Project Scale: 729 Python LOC across 6 modules, WebSocket streaming endpoint, REST TTS API, browser demo UI, automated load harness with 5 test scenarios, targeting <900ms TTFB (p95) and <400ms barge-in stop latency
Technical Metrics: 16kHz mono PCM16 audio, 20ms frame size (320 samples), WebRTC VAD with aggressiveness=2, filler injection at >200ms LLM latency, 2-filler max per wait cycle, session-level packet loss tracking via invalid frame ratio
Computer Use Backend
Technologies: FastAPI, SSE (Server-Sent Events), Anthropic API, Docker Compose, noVNC, asyncio
- Session-Centric Agent Orchestration: Wrapped Anthropic's computer-use agent loop in stateful FastAPI service with per-session locking (asyncio.Lock), durable in-memory chat history, and persistent screenshot storage enabling multi-turn agentic execution with full conversation context preservation.

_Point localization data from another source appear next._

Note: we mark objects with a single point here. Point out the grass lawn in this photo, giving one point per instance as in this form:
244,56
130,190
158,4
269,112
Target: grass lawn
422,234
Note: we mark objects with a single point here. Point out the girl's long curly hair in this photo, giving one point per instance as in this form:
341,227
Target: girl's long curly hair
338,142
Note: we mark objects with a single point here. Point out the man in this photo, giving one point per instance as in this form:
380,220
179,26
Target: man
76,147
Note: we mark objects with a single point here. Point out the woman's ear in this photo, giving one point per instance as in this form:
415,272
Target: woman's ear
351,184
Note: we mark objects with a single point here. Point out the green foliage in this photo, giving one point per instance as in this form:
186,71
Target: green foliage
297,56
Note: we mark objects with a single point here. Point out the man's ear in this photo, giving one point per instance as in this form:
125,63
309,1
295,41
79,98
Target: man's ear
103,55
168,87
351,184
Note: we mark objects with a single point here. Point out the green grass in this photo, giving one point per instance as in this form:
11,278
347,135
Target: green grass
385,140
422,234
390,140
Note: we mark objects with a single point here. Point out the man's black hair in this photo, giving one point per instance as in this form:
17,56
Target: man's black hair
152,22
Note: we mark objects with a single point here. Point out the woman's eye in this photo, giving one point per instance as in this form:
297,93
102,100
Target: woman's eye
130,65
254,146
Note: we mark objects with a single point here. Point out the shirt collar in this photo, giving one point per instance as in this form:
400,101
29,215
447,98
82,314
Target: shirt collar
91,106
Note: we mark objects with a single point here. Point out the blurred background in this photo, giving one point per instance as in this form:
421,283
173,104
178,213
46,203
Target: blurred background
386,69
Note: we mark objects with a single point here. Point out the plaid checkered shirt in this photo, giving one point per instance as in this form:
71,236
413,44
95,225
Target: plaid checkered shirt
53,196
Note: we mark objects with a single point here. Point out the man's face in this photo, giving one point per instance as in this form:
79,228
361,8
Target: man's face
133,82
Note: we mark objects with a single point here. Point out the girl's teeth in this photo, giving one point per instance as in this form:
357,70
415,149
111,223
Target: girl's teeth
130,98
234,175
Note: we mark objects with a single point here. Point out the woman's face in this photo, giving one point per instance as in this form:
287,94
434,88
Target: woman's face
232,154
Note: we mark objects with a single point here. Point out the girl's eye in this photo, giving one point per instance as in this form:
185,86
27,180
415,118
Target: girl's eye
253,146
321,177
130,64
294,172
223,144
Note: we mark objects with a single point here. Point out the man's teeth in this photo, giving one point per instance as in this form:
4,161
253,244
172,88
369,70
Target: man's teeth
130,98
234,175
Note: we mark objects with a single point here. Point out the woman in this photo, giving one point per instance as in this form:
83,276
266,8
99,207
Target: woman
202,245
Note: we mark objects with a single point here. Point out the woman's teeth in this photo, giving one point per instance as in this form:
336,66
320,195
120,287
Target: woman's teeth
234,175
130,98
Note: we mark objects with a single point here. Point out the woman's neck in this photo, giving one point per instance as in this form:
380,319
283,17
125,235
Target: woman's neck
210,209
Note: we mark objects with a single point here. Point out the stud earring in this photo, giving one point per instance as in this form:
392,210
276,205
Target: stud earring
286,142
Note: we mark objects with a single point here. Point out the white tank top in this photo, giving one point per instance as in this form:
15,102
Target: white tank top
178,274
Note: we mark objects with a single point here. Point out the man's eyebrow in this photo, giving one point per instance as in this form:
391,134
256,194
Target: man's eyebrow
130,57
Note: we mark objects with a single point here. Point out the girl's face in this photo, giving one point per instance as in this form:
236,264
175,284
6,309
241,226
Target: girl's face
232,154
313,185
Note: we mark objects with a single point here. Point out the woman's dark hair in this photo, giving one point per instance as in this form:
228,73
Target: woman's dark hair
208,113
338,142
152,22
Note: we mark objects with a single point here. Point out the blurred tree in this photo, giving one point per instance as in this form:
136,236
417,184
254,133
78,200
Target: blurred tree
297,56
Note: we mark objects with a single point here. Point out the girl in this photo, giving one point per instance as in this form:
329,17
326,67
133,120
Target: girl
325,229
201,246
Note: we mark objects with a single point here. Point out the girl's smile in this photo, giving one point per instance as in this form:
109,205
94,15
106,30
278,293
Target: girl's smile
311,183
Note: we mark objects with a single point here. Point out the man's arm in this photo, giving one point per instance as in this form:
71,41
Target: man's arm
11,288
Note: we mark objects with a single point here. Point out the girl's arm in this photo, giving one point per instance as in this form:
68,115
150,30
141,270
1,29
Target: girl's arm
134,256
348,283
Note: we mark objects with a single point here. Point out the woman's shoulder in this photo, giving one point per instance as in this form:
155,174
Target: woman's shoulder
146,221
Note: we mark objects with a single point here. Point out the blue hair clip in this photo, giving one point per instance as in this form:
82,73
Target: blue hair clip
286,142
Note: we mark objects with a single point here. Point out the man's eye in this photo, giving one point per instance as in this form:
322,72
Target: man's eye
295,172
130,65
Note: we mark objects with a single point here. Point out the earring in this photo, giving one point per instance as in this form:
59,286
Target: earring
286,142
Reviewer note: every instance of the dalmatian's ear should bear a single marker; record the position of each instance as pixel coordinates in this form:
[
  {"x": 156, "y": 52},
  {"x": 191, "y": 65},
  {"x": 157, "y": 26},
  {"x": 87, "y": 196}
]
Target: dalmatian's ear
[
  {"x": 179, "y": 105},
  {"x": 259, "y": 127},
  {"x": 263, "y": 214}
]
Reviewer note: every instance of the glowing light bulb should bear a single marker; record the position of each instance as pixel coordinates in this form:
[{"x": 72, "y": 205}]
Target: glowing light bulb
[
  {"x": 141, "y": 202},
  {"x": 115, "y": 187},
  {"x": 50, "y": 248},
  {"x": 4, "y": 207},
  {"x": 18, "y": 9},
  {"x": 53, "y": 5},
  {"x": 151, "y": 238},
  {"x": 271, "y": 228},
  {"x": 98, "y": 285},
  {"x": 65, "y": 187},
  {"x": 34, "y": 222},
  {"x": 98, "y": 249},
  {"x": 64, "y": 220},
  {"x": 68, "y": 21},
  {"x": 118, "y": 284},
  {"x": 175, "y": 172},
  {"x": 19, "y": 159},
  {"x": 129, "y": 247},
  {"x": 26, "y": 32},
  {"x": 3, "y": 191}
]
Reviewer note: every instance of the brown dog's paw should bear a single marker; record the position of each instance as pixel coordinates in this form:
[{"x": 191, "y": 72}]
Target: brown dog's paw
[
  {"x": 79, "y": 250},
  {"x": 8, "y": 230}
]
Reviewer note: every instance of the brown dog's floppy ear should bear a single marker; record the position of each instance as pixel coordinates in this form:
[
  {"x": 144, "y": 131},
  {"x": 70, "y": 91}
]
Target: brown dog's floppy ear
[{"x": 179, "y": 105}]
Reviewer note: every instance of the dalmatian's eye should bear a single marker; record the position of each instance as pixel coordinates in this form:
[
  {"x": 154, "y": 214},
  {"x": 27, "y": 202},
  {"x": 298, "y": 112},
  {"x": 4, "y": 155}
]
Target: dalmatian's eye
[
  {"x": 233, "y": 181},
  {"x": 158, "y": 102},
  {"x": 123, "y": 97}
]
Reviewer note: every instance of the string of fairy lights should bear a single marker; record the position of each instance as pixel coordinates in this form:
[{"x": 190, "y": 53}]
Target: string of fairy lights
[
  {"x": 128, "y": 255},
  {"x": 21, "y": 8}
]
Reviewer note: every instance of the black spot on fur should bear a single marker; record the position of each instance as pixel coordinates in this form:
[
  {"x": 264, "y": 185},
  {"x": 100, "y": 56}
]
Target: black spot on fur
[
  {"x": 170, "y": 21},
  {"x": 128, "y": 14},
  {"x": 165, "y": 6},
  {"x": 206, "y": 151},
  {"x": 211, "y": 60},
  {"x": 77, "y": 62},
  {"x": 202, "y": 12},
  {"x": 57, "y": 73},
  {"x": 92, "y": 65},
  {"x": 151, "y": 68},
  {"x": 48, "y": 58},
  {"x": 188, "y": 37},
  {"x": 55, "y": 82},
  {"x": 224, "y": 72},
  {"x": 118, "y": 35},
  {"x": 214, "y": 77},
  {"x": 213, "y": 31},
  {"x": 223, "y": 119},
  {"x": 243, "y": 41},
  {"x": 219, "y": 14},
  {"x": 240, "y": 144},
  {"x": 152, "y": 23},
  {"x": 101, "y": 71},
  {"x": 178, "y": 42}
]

- Real-Time Event Streaming: Streamed assistant deltas, tool invocations (computer, bash, text_editor), and tool results over Server-Sent Events (SSE) for live UI updates, handling message chunking and JSON serialization with proper SSE formatting (data: prefix, double newline delimiters).
- Lightweight Demo with Embedded VNC: Packaged HTML/JS demo with embedded noVNC client for real-time desktop viewing, Docker Compose orchestration (FastAPI backend + X11 VNC container), enabling rapid local simulation of computer-use scenarios without external infrastructure dependencies.